Figure 9.5 – Bulk provisioning with the injection interface

Let us take a look at how to go about the second option:

Once the device assembly is complete with the golden image that contains the necessary configurations and credentials, the product reaches the hands of the customer through different distribution channels. When the customer switches on the device and it wakes up for the first time, the bootstrapping process kicks off.
The bootstrapping will instantiate various local processes (or daemons), that is, the firmware instructions. One of those processes includes registration with AWS IoT Identity services where the device will connect to the cloud endpoint and exchange the embedded credentials part of the TLS mutual authentication. Considering the things, certificates, and policies are already created as a prerequisite to the assembly, the device is fully operational if the mutual authentication is successful.

Scenario 2 – HBS hubs with shared claims are provisioned just in time

Let's consider the following scenario; your devices might not have the capability to accept unique credentials at the time of manufacturing. Or it's cost-prohibitive for your organization to undertake the operational overhead of embedding unique credentials in each HBS hub in your supply chain. This is where another pattern emerges, referred to as fleet provisioning by claim, where, as a device maker, you can embed a non-unique shared credential (referred to as claim) in your fleet. However, we recommend that you do not share the same claim for the entire fleet, rather only a percentage of it to reduce the blast radius in the case of any security issues. Take a look at the following steps:

As a first step, the firmware along with a fleet provisioning plugin and a shared certificate (that is, claim) is loaded by the contract manufacturer on the device without performing any customization. The fleet provisioning by claim approach uses a templated methodology that is similar to the previous scenario to provision the required cloud resources. You can refer to a sample template that is provided in AWS's documentation, called Set up AWS IoT fleet provisioning for Greengrass core devices (https://docs.aws.amazon.com/greengrass/v2/developerguide/fleet-provisioning-setup.html#create-provisioning-template). The primary difference is that all of these resources are provisioned just in time, where each device initiates the bootstrapping process from their current location over being imaged in bulk in a manufacturing facility.
This approach also supports a pre-provisioning hook feature in which a lambda function can be invoked to validate different parameters or perform pre-provisioning logic. For example, it can be as simple as overriding a parameter to more complex validations such as checking whether the claim certificate is part of a revocation list:
def pre_provisioning_hook(event, context):
    return {
        'allowProvisioning': True,
        'parameterOverrides': {
            'DeviceLocation': 'NewYork'
        }
        }
Here, when the hub wakes up and connects to AWS IoT for the first time, the claim certificate is exchanged for permanent X.509 credentials that have been signed by the CA (AWS or BYO). This is where the fleet provisioning plugin helps, as it allows the device to publish and subscribe to the required MQ telemetry transport (mqtt) topics, accept the unique credentials, and persist in a secure type of storage:
Figure 9.6 – Fleet provisioning with shared claims
Following this, the device must also disconnect from the previous session it initiated with the shared claim and reconnect with the unique credentials.
Word of Caution
Fleet provisioning by claim poses security risks if the shared claims are not protected through the supply channels.
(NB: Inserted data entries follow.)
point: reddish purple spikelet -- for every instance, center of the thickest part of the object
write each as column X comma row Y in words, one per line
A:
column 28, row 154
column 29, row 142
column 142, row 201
Once the devices have been provisioned, the next step is to organize them to ease the management throughout its life cycle. The Greengrass core devices can be organized into thing groups, which is the construct for organizing a fleet of devices within the AWS IoT ecosystem. A thing group can be either static or dynamic in nature. As their name suggests, static groups allow the organization of devices based on non-changing attributes such as the product type, the manufacturer, the serial number, the production date, and more.

Additionally, static groups permit building a hierarchy of devices with parent and child devices that can span up to seven layers. For example, querying a group of washing machine sensors within a serial number range that belongs to company XYZ can be useful to identify devices that need to be recalled due to a production defect.

In comparison, dynamic groups are created using indexed information such as the connectivity status, registry metadata, or device shadow. Therefore, the membership of dynamic groups is always changing. That is the reason dynamic groups are not associated with any device hierarchy; for example, querying a group of HBS devices that are connected at a point in time and have a firmware version of v1. This result can allow a fleet operator to push a firmware update notification to the respective owners.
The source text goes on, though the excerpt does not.